In the case of a commutative function like (+) there’s not really a difference.

But see what happens with (::):

List.foldl (::) [] [1,2,3]
3 :: (2 :: (1 :: []))
3 :: (2 :: [1])
3 :: [2,1]
[3,2,1]

List.foldr (::) [] [1,2,3]
1 :: (2 :: (3 :: []))
1 :: (2 :: [3])
1 :: [2,3]
[1,2,3]

Creating a list by repeating a value

> List.repeat 3 "abc"
["abc","abc","abc"] : List String

You can give List.repeat any value:

> List.repeat 2 {a = 1, b = (2,True)}
[{a = 1, b = (2,True)}, {a = 1, b = (2,True)}]
  : List {a : Int, b : (Int, Bool)}

Sorting a list

By default, List.sort sorts in ascending order.

> List.sort [3,1,5]
[1,3,5] : List number

List.sort needs the list elements to be comparable. That means: String, Char, number (Int and Float), List of comparable or tuple of comparable.

> List.sort [(5,"ddd"),(4,"zzz"),(5,"aaa")]
[(4,"zzz"),(5,"aaa"),(5,"ddd")] : List ( number, String )

> List.sort [[3,4],[2,3],[4,5],[1,2]]
[[1,2],[2,3],[3,4],[4,5]] : List (List number)

You can’t sort lists of Bool or objects with List.sort. For that see Sorting a list with custom comparator.

> List.sort [True, False]
-- error, can't compare Bools

Sorting a list with custom comparator

List.sortWith allows you to sort lists with data of any shape - you supply it with a comparison function.

compareBools : Bool -> Bool -> Order
compareBools a b =
    case (a,b) of
        (False, True) ->
            LT

        (True, False) ->
            GT

        _ ->
            EQ
        
> List.sortWith compareBools [False, True, False, True]
[False, False, True, True] : List Bool

Reversing a list

Note: this is not very efficient due to the nature of List (see Remarks below). It will be better to construct the list the “right” way from the beginning than to construct it and then reverse it.

> List.reverse [1,3,5,7,9]
[9,7,5,3,1] : List number

Sorting a list in descending order

By default List.sort sorts in ascending order, with the compare function.

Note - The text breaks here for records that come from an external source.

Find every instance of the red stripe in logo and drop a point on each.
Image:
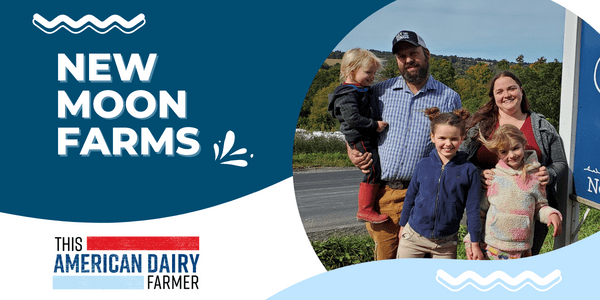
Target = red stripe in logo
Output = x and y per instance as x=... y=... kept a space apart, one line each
x=143 y=243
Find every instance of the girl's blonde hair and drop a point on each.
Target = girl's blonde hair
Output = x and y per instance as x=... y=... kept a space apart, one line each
x=354 y=59
x=505 y=137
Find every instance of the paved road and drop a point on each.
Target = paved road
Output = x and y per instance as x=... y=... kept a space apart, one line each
x=327 y=198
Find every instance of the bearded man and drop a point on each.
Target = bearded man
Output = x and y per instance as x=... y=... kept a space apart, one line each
x=406 y=140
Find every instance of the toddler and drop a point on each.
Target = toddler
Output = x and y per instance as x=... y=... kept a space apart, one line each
x=353 y=104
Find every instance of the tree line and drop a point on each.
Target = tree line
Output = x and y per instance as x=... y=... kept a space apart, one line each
x=541 y=82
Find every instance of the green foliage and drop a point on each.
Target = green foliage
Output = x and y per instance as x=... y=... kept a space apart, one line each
x=503 y=65
x=443 y=71
x=341 y=251
x=317 y=160
x=319 y=118
x=319 y=151
x=473 y=94
x=319 y=144
x=336 y=252
x=323 y=79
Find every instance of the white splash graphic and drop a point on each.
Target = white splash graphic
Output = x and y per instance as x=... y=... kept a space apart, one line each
x=227 y=145
x=498 y=278
x=76 y=27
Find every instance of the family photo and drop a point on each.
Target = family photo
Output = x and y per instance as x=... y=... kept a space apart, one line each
x=451 y=157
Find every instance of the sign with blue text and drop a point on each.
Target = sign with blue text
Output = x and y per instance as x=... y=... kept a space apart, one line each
x=586 y=167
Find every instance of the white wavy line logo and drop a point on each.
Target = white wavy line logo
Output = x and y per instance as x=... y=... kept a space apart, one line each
x=227 y=145
x=485 y=284
x=76 y=27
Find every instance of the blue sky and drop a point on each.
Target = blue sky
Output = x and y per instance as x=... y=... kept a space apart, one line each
x=500 y=29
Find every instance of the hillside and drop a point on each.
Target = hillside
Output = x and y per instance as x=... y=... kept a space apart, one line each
x=460 y=64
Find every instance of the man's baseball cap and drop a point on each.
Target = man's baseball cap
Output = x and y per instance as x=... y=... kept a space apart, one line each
x=407 y=36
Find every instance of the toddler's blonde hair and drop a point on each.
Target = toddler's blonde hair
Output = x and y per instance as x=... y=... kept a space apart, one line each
x=355 y=58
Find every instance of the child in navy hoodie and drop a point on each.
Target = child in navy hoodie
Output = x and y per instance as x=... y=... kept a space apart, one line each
x=442 y=187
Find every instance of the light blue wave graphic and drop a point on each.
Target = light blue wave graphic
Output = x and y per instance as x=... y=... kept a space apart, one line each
x=500 y=278
x=88 y=21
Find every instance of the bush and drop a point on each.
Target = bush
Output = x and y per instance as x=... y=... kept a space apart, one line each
x=340 y=251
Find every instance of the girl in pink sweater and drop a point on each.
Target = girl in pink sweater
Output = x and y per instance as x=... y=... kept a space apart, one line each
x=514 y=198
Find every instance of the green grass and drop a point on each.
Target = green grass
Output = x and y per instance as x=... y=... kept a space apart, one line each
x=317 y=160
x=318 y=152
x=340 y=251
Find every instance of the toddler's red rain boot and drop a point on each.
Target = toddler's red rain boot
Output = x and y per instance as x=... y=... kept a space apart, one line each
x=366 y=202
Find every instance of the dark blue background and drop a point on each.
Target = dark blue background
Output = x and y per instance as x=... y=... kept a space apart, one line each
x=245 y=65
x=587 y=138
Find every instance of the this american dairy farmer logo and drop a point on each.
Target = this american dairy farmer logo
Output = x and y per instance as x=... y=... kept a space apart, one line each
x=132 y=263
x=88 y=21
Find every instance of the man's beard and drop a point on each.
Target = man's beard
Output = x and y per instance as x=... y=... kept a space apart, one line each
x=419 y=77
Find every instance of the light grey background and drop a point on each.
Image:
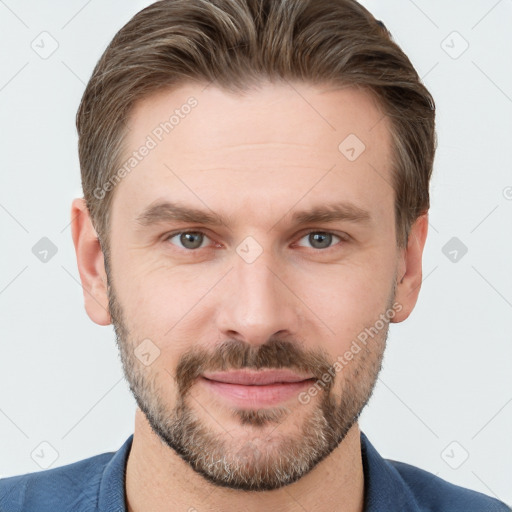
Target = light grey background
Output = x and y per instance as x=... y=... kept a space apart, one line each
x=445 y=392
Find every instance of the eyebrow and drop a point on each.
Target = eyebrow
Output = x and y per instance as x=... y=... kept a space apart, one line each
x=166 y=211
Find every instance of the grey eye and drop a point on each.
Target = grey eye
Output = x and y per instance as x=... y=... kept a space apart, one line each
x=189 y=239
x=320 y=239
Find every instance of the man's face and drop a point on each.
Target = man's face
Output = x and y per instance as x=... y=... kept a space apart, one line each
x=265 y=289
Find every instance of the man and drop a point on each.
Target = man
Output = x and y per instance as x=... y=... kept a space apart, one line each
x=255 y=177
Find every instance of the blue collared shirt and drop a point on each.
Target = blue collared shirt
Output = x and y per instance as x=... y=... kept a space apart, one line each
x=98 y=484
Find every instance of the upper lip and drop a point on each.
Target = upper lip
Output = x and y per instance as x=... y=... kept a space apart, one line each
x=256 y=378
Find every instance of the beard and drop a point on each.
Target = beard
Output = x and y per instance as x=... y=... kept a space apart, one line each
x=260 y=460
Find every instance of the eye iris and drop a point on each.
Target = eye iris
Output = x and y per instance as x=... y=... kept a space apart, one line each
x=320 y=240
x=191 y=240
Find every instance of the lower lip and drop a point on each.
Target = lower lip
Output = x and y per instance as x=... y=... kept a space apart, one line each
x=256 y=396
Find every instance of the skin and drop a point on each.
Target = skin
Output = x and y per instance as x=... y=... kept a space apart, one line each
x=256 y=159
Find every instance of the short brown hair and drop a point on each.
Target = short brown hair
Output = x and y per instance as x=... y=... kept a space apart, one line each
x=239 y=43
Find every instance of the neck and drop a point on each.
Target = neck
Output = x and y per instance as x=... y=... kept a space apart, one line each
x=157 y=479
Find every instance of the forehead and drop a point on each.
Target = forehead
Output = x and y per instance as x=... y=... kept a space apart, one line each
x=270 y=144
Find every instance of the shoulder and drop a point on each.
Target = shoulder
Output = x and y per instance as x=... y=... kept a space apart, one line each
x=432 y=493
x=71 y=487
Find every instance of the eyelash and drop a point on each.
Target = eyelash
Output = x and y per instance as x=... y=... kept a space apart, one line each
x=343 y=238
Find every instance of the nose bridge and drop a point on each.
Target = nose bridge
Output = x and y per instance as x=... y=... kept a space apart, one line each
x=256 y=304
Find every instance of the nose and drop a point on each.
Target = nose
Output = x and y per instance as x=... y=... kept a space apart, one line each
x=256 y=301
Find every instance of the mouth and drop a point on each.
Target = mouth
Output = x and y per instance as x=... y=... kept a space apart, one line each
x=256 y=389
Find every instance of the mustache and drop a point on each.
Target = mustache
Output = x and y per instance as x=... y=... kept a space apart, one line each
x=237 y=355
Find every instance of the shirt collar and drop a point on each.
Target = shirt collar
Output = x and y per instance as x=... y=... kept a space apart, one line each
x=384 y=489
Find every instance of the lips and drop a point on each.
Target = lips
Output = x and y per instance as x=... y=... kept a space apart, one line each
x=257 y=378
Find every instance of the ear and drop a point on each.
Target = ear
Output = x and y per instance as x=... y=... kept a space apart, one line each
x=409 y=273
x=91 y=264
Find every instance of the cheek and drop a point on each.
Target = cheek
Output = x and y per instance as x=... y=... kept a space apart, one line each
x=345 y=299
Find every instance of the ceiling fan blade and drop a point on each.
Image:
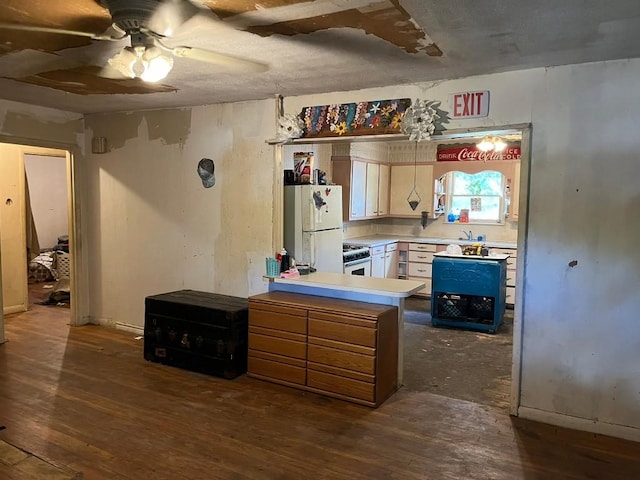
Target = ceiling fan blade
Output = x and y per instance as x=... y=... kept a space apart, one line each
x=227 y=61
x=111 y=33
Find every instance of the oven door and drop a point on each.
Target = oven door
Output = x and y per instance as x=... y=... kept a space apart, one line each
x=360 y=267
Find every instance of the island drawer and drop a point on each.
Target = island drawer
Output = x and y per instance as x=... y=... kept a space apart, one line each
x=279 y=346
x=424 y=257
x=341 y=385
x=342 y=333
x=283 y=321
x=342 y=359
x=420 y=270
x=277 y=370
x=341 y=372
x=422 y=247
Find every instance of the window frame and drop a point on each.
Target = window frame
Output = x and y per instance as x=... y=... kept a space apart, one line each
x=450 y=183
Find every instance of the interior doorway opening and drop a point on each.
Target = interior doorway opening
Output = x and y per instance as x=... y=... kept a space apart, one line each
x=36 y=232
x=503 y=387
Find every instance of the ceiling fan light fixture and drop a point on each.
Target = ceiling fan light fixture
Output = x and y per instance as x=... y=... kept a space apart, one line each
x=157 y=65
x=124 y=61
x=149 y=64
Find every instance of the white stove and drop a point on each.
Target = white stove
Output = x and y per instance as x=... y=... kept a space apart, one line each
x=356 y=259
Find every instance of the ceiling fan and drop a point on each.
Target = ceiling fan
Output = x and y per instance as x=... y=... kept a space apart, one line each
x=147 y=23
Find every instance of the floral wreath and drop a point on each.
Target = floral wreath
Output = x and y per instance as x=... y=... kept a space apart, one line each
x=422 y=119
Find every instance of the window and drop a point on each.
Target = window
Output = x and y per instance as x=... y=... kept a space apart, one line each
x=479 y=197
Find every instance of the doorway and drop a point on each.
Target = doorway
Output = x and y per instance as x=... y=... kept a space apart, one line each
x=508 y=348
x=36 y=230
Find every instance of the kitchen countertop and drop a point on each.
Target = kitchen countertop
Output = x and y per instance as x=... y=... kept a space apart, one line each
x=378 y=240
x=388 y=287
x=473 y=257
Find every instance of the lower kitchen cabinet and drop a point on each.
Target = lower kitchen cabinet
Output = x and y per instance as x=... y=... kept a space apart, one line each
x=511 y=272
x=339 y=348
x=384 y=261
x=420 y=258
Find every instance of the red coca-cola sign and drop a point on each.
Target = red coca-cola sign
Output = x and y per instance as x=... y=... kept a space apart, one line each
x=471 y=153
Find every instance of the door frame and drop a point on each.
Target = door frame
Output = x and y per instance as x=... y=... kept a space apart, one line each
x=525 y=129
x=77 y=264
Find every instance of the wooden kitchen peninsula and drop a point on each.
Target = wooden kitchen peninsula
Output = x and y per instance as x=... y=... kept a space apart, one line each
x=384 y=291
x=338 y=348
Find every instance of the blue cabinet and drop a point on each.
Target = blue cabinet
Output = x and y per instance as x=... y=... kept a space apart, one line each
x=468 y=292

There are two ways to sort in descending order: one efficient and one inefficient.

The efficient way: List.sortWith and a descending comparison function.

descending a b =
    case compare a b of
      LT -> GT
      EQ -> EQ
      GT -> LT

> List.sortWith descending [1,5,9,7,3]
[9,7,5,3,1] : List number

The inefficient way (discouraged!): List.sort and then List.reverse.

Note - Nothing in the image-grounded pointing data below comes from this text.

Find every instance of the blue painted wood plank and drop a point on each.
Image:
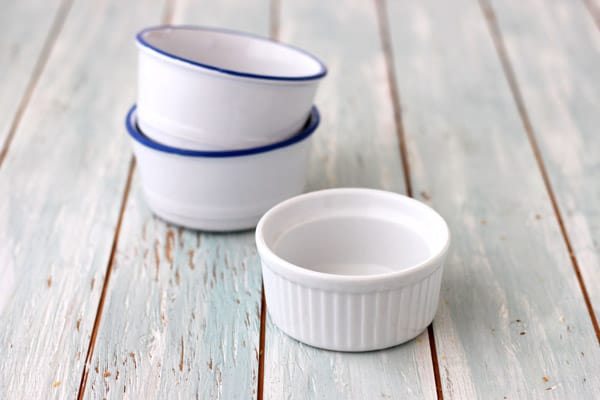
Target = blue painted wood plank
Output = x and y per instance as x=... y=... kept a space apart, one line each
x=182 y=312
x=61 y=187
x=512 y=321
x=355 y=146
x=555 y=52
x=23 y=48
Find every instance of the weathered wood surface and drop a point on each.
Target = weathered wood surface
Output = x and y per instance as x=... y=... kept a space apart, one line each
x=182 y=312
x=23 y=51
x=512 y=321
x=554 y=49
x=61 y=186
x=355 y=146
x=181 y=316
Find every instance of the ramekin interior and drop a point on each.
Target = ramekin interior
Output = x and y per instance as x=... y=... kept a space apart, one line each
x=232 y=52
x=132 y=127
x=352 y=233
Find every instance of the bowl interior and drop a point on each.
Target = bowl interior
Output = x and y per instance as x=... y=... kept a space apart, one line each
x=232 y=51
x=354 y=232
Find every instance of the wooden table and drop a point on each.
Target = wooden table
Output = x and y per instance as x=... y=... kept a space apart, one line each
x=489 y=111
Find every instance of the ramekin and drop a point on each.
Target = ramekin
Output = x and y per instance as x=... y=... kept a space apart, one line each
x=220 y=190
x=216 y=89
x=352 y=269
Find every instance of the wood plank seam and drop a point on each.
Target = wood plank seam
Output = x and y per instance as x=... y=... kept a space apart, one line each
x=594 y=11
x=496 y=34
x=166 y=19
x=113 y=250
x=384 y=33
x=274 y=19
x=53 y=34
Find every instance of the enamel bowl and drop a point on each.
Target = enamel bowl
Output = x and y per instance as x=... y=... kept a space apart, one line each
x=352 y=269
x=220 y=190
x=215 y=89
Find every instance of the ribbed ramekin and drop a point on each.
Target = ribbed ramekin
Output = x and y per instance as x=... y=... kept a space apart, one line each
x=352 y=269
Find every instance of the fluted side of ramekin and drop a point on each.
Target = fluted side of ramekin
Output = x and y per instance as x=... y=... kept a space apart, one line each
x=352 y=321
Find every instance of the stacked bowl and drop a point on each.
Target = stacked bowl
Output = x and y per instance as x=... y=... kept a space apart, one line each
x=223 y=123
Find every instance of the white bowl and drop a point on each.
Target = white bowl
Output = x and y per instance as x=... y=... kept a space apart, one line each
x=215 y=89
x=352 y=269
x=220 y=191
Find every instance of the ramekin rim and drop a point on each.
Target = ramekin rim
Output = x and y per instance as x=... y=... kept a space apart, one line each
x=309 y=128
x=144 y=43
x=278 y=264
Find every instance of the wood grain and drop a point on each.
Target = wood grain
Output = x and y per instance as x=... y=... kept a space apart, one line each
x=512 y=321
x=23 y=52
x=182 y=313
x=356 y=145
x=560 y=90
x=61 y=185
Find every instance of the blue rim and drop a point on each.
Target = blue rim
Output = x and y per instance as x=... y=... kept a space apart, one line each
x=311 y=125
x=142 y=41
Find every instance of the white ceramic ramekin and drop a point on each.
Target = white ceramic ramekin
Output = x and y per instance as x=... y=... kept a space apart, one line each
x=220 y=191
x=215 y=89
x=352 y=269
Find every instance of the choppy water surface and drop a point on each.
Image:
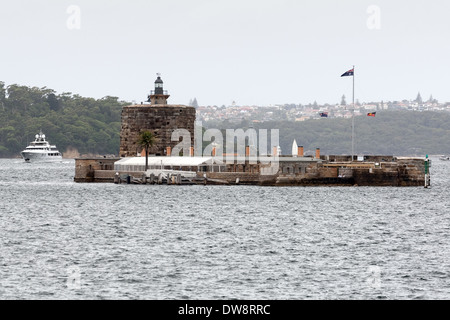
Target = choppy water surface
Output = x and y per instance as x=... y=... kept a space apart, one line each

> List.reverse (List.sort [1,5,9,7,3])
[9,7,5,3,1] : List number

Sorting a list by a derived value

List.sortBy allows to use a function on the elements and use its result for the comparison.

> List.sortBy String.length ["longest","short","medium"]
["short","medium","longest"] : List String
-- because the lengths are: [7,5,6]

It also nicely works with record accessors:

people =
    [ { name = "John", age = 43 }
    , { name = "Alice", age = 30 }
    , { name = "Rupert", age = 12 }
    ]

> List.sortBy .age people
[ { name = "Rupert", age = 12 }
, { name = "Alice", age = 30 }
, { name = "John", age = 43 }
] : List {name: String, age: number}

> List.sortBy .name people
[ { name = "Alice", age = 30 }
, { name = "John", age = 43 }
, { name = "Rupert", age = 12 }
] : List {name: String, age: number}